Looking at structural growth trends in consumer spending across the world, both in developed and emerging markets, investment fund Robeco Global Consumer Trends (B1HNV38) has been a consistently strong performer.

The fund is focused on three areas: the digital consumer, growing consumer spending in emerging markets, and the appeal of strong brands.

It has a five-year annualised return of 13.9%, while in 2019 it delivered a total return of 36.8%.

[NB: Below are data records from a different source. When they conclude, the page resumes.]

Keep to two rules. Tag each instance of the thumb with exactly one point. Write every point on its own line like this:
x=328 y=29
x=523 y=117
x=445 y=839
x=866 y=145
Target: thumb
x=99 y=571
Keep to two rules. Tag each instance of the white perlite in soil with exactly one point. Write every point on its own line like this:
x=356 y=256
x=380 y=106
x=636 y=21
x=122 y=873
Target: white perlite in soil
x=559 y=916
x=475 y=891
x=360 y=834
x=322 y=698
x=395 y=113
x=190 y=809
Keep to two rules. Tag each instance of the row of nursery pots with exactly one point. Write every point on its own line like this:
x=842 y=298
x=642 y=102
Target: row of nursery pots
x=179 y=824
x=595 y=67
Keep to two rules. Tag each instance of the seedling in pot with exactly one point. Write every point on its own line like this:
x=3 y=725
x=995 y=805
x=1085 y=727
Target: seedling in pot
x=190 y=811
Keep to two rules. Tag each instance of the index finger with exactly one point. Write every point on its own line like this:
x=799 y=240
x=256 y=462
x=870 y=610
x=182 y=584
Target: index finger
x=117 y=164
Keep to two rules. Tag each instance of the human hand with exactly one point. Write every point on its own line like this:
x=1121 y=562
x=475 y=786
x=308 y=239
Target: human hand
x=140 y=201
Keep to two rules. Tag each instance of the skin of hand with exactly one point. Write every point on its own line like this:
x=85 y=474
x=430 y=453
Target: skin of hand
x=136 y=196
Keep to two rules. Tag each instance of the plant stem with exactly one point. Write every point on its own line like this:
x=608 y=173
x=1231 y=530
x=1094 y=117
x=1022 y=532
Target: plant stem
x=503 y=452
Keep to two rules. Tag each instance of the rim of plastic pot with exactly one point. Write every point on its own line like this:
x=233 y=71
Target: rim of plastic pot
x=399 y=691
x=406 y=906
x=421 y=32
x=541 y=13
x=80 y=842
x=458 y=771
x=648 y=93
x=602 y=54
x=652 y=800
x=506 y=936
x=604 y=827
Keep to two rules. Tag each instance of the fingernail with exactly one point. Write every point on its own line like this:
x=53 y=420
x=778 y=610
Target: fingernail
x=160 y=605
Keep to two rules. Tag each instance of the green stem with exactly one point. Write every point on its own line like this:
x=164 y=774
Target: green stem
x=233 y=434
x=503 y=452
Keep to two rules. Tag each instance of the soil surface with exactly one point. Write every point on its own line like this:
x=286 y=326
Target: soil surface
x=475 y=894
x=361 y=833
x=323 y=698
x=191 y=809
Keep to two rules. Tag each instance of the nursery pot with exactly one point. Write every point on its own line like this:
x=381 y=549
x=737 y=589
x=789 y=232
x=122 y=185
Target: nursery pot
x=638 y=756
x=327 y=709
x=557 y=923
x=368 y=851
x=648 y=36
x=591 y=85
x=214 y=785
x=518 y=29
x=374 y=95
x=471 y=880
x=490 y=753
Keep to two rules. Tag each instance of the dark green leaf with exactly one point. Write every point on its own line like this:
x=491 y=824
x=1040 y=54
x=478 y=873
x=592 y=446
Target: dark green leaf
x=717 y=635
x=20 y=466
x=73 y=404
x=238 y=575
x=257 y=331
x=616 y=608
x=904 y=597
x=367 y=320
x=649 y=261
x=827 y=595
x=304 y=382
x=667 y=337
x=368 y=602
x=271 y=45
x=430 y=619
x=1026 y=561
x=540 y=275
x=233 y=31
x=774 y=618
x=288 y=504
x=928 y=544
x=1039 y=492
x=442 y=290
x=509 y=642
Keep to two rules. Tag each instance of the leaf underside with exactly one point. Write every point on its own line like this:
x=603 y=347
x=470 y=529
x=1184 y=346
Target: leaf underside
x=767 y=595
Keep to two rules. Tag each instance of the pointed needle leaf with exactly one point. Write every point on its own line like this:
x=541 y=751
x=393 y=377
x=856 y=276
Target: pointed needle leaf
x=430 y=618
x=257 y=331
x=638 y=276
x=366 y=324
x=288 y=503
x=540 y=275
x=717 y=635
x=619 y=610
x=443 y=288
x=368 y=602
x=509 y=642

Examples of other investment products relevant to this megatrend

iShares EM Consumer Growth ETF

WisdomTree EM Consumer Growth Fund

EMQQ Emerging Markets Internet & Ecommerce ETF

Fidelity China Consumer

iShares EM Infrastructure ETF


BUY iShares Healthcare Innovation (HEAL) at $6.67

By 2030 the world’s population is projected to rise by over 1bn. People are also living longer and having fewer children.

iShares Healthcare Innovation (HEAL) invests in an index of developed and emerging market companies ‘pushing the boundaries’ in medical treatment and technology.

The ETF has a decent track record with a three year annualised return of 13.8%, and a significantly lower cost than some other relevant funds with a total expense ratio of 0.4% a year.

Examples of other investment products relevant to this megatrend

iShares Ageing Population ETF

L&G Healthcare Breakthrough ETF

BB Healthcare Trust

HANS-GINS Indxx Healthcare Innovation ETF



BUY L&G ROBO Global Robotics & Automation ETF (ROBG) at £12.72

Breakthrough innovation is necessary to address large-scale challenges (such as ageing economies and climate change), while new solutions are also targeting other challenges such as payments.

As part of this megatrend, robotics and automation are crucial to improving corporate productivity. They can often perform many tasks more efficiently and to a higher and more consistent level of quality than humans.

A good way to play this theme is via L&G ROBO Global Robotics & Automation ETF (ROBG).